Echevarria e Beacham ottengono questo risultato concentrandosi su poche ma funzionali linee narrative e conflitti che, per quanto a volte naif, sono chiari e universali. Da un lato c’è una nuova scia di misteriosi delitti, che trascinerà Philo in una posizione scomoda: lui ora è esplicitamente una “creatura”, invisa alla polizia, eppure i vecchi colleghi gli chiederanno aiuto, e questo lo piazzerà nella lista nera di una fazione rivoluzionaria delle fate, quella in chi milita Vignette. Dall’altro, Imogen e Agreus hanno raggiunto le rive del Patto, uno stato lacerato da una guerra civile in cui i ribelli hanno fondato un’utopia paragonabile al comunismo, per combattere l’oppressione dei padroni. Infine, assistiamo alle macchinazioni politiche del nuovo cancelliere Jonah Breakspear (Arty Froushan) e della leader dell’opposizione, e sua amante, Sophie Longerbane (Caroline Ford), entrambi con secondi fini più o meno pronunciati.

La cosa più interessante che emerge da questa stagione è come non ci siano buoni o cattivi, nel mondo di Carnival Row. Sì, quello che i ricchi fanno per mantenere il potere e la presa sulle folle è deprecabile, e il modo in cui cavalcano odio e razzismo (o, meglio, specismo) fa il paio con la condotta di certi leader populisti di oggi. Sì, è comprensibile che questo scateni reazioni da parte degli oppressi, fino a spingerli ad atti di sabotaggio e terrorismo. Però questi ultimi non vengono mai ritratti come degli eroi senza macchia; sono spesso violenti, rabbiosi, irrazionali, gelosi del loro potere esattamente come i loro avversari. Neppure i protagonisti sono esenti da questo: Philo è un brav’uomo, ma spesso si fa trasportare dal suo idealismo e perde il contatto con le persone. Vignette è contraddittoria e ha la tendenza a farsi prendere alla rabbia. Dall’altra parte, Echevarria e Beacham si assicurano di dipingere anche i personaggi più detestabili come degli esseri umani con le loro complessità e motivazioni, senza demonizzare nessuno, neppure il peggiore dei razzisti. È una visione che, finalmente, giustifica anche quei set barocchi e stracolmi di dettagli: tutto si mescola per raccontare un mondo stratificato e non diverso dal nostro, mosso dalle stesse paure, iniquità e incomprensioni.

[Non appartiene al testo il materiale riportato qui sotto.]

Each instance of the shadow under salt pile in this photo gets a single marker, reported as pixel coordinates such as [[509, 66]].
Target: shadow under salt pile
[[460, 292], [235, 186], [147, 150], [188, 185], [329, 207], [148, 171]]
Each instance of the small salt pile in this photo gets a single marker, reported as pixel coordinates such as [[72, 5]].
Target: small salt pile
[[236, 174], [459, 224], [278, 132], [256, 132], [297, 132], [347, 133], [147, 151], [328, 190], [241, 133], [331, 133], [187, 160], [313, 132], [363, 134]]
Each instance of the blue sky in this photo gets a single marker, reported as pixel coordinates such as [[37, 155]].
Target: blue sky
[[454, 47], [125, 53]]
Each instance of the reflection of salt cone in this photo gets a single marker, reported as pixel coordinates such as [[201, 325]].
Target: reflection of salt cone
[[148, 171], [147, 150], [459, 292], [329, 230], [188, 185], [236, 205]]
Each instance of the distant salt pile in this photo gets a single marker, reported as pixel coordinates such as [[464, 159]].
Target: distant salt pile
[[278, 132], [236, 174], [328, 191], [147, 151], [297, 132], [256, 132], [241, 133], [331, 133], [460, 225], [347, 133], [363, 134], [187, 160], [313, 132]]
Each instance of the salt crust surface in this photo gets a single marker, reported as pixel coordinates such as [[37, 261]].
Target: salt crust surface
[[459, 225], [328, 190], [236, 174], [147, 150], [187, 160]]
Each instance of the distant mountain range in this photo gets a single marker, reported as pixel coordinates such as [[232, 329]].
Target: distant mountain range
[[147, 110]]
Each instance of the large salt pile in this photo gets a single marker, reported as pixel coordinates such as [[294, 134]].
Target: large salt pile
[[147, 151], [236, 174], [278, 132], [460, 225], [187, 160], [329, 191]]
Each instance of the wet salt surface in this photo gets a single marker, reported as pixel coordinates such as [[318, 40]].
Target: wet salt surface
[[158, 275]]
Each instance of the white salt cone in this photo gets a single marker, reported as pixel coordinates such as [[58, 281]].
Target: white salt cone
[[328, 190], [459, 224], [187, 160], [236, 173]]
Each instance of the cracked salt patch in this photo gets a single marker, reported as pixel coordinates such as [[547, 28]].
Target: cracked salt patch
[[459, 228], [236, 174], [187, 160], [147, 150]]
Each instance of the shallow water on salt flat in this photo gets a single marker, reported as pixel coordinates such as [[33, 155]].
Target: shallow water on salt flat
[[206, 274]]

L’unico vero problema di Carnival Row è che la storia d’amore centrale, quella tra Vignette e Philo, è danneggiata dalla pressoché totale assenza di alchimia tra Cara Delevingne e Orlando Bloom. Molto meglio Tamzin Merchant e David Gyasi: i loro Imogen e Agreus funzionano molto bene insieme, e reggono sulle proprie spalle la sottotrama forse meno interessante della stagione, quell’allegoria del comunismo talmente pedante da smettere di essere allegoria. Detto questo, anche nel mondo del Patto c’è spazio per quanto detto finora: nemmeno gli oppressi ribelli sono delle persone integerrime, anzi. Non appena un oppresso si trova in una situazione di vantaggio, diventa subito oppressore.

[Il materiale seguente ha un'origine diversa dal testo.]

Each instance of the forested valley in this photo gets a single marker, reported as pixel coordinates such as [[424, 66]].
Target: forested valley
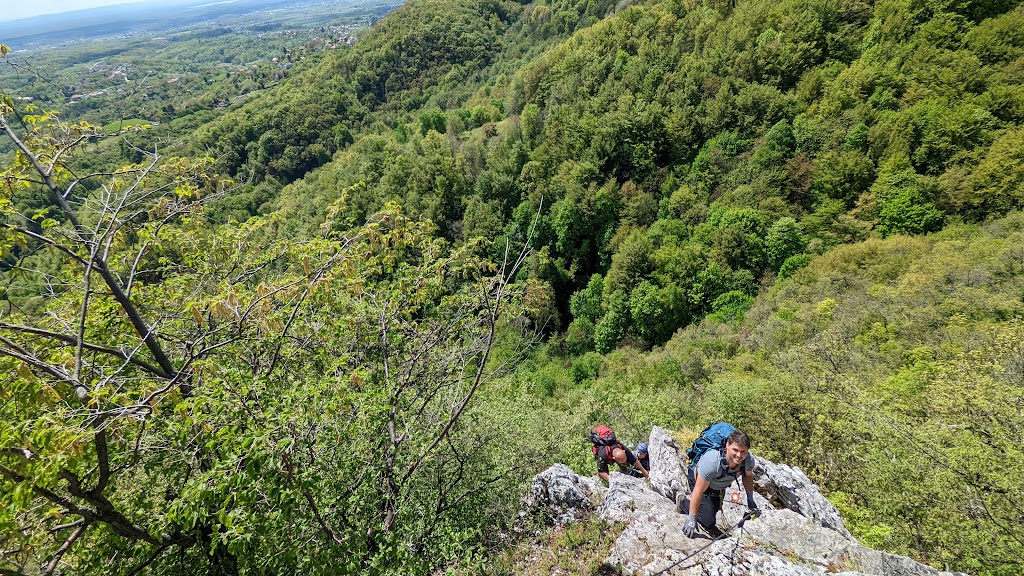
[[335, 326]]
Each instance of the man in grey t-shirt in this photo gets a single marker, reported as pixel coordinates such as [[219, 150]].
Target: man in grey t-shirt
[[713, 474]]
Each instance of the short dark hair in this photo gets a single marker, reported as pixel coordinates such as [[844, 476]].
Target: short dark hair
[[739, 438]]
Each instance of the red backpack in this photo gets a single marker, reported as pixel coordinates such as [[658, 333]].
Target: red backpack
[[602, 436]]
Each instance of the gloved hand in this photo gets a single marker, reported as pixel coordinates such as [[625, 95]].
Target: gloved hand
[[755, 510], [690, 528]]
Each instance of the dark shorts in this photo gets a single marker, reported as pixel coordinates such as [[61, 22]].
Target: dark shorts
[[711, 503]]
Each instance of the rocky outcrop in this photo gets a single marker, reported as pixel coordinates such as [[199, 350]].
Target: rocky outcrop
[[791, 488], [559, 494], [668, 476], [802, 536]]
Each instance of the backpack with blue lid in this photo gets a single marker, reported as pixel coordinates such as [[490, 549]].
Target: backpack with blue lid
[[713, 438]]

Carnival Row non è assolutamente una serie perfetta. Manca qualcosa di realmente iconico e memorabile, qualcosa che giustifichi una narrazione di più ampio respiro. Non è un caso che Amazon abbia scelto di chiudere la serie con la stagione 2, e forse è persino meglio così: almeno, sapendolo sin dall’inizio, Echevarria e Beacham hanno potuto costruire una storia con pochi fronzoli, votata solamente a dare una conclusione sensata e rigorosa alla serie, senza sentirsi in obbligo di espanderne ulteriormente il mondo in vista di stagioni future.